Me ocupé, pues, con calma en mi misión cerca de la niña, pero sin poderlo evitar bullían en mi cerebro ideas u conjeturas sobre la posibilidad de abandonar Thornfield y buscar nuevos horizontes. Pensamientos de tal clase no había por qué reprimirlos; antes bien, podían desarrollarse libremente y fructificar si llegaba el caso.

El Sr. Rochester llevaba ausente unos quince días cuando la Sra. Fairfax recibió una carta.

-Es del amo -dijo, mirando la dirección-. Ahora sabremos si vuelve o no.

Mientras abría el escrito, yo comencé a tomar mi café (porque nos hallábamos desayunando) y, como estaba muy caliente, atribuí a tal circunstancia el brusco arrebato que me coloreó de rojo la cara. Lo que ya no pude concretar a qué se debiera fue el temblor de mi mano, que me hizo derramar en el plato la mitad del contenido de mi taza.

-Vaya -dijo la Sra. Fairfax, después de leer la carta-: yo, a veces, me quejo de que aquí estamos demasiado tranquilos, pero me parece que ahora vamos a andar demasiado ocupados, al menos por algún tiempo.

Me permití preguntar:

-¿Es que vuelve pronto el Sr. Rochester?

-De aquí a tres días, según dice, y no solo. Yo no sé cuánta gente traerá consigo, pero ordena que se preparen los mejores dormitorios y que se limpien los salones y la biblioteca. Es necesario que yo busque alguna ayudante de cocina y a alguna asistente en la posada de George en Millcote y donde se pueda. Además, las señoras traen sus doncellas y los señores sus criados. Así que vamos a tener la casa llena.

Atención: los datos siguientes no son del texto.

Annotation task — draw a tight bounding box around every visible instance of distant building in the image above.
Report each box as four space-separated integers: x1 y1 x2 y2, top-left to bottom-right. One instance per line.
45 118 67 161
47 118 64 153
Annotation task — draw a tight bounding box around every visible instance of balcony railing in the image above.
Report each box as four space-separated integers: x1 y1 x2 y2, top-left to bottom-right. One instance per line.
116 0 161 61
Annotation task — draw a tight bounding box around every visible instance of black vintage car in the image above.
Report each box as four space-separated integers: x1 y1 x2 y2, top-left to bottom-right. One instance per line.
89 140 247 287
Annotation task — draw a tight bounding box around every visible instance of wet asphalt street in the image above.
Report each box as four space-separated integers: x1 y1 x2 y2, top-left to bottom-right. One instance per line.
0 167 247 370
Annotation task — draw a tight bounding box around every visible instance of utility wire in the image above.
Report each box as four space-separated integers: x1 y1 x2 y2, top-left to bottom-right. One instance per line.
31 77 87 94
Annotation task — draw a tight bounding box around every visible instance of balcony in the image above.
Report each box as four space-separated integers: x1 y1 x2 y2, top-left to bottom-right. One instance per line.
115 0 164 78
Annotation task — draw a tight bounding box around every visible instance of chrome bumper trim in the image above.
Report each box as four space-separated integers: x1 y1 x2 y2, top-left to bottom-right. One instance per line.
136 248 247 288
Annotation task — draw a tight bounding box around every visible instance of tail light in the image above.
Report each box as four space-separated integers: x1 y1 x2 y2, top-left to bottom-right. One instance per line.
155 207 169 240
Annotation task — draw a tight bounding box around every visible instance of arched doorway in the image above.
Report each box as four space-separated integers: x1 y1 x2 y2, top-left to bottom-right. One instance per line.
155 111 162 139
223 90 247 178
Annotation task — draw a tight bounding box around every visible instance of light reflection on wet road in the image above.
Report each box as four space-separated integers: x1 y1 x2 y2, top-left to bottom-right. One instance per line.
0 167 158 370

La Sra. Fairfax terminó, pues, su desayuno y se apresuró a preparar todo lo necesario. Aquellos tres días hubo mucho ajetreo. Yo creía que todos los aposentos de Thornfield estaban arreglados y limpios, pero entonces descubrí que me engañaba. Tres mujeres fueron contratadas para ayudar en las tareas, y hubo fregado, barrido, sacudido de alfombras, limpieza de espejos, preparación de chimeneas y lavado de ropas de cama, como no viera en mi vida. Adèle estaba encantada con los preparativos y con la perspectiva de los invitados que iban a venir. Hizo que Sophie reparase todas sus toilettes, según llamaba a los vestidos, para arreglar aquellos que estuvieran passées. Por su parte no hizo nada, sino saltar en las alcobas, brincar en las camas, tenderse en los colchones y apilar almohadas ante las chimeneas. Le dimos vacaciones, porque la Sra. Fairfax había requerido mi ayuda y yo pasaba el día en la despensa con ella y con la cocinera, aprendiendo a hacer flanes y natillas, a preparar empanadillas de queso y dulces a la francesa, a mechar carne y a guarnecer paltos de postre. Se esperaba a los invitados la tarde del jueves, y se contaba que cenaran a las seis. Durante todo aquel periodo no tuve tiempo de imaginar quimeras y estuve más activa y alegre que nadie, excepto Adèle. No obstante, de vez en cuando, a despecho de mí misma, me dejaba arrastrar con el pensamiento a la región que originaban mis dudas, suposiciones y conjeturas sombrías. Esto sucedía cuando veía abrirse la puerta de la escalera del tercer piso y aparecer a Grace Poole, con su cofia almidonada y su delantal blanco, deslizándose por la galería con su paso tranquilo, mirando el interior de los revueltos dormitorios, y diciendo alguna palabra a los asistentes a propósito de la limpieza, del polvo de las chimeneas, del modo de quitar las manchas de las paredes empapeladas... Grace bajaba a comer a la cocina una vez al día, fumaba una pipa junto al fogón y se marchaba llevándose a su guarida, para su solaz, una voluminosa jarra de cerveza. Sólo una hora del día pasaba con los demás sirvientes; el resto estaba en su habitación del piso alto, acaso riendo con aquella terrible risa suya, y tan solitaria como un prisionero en su celda.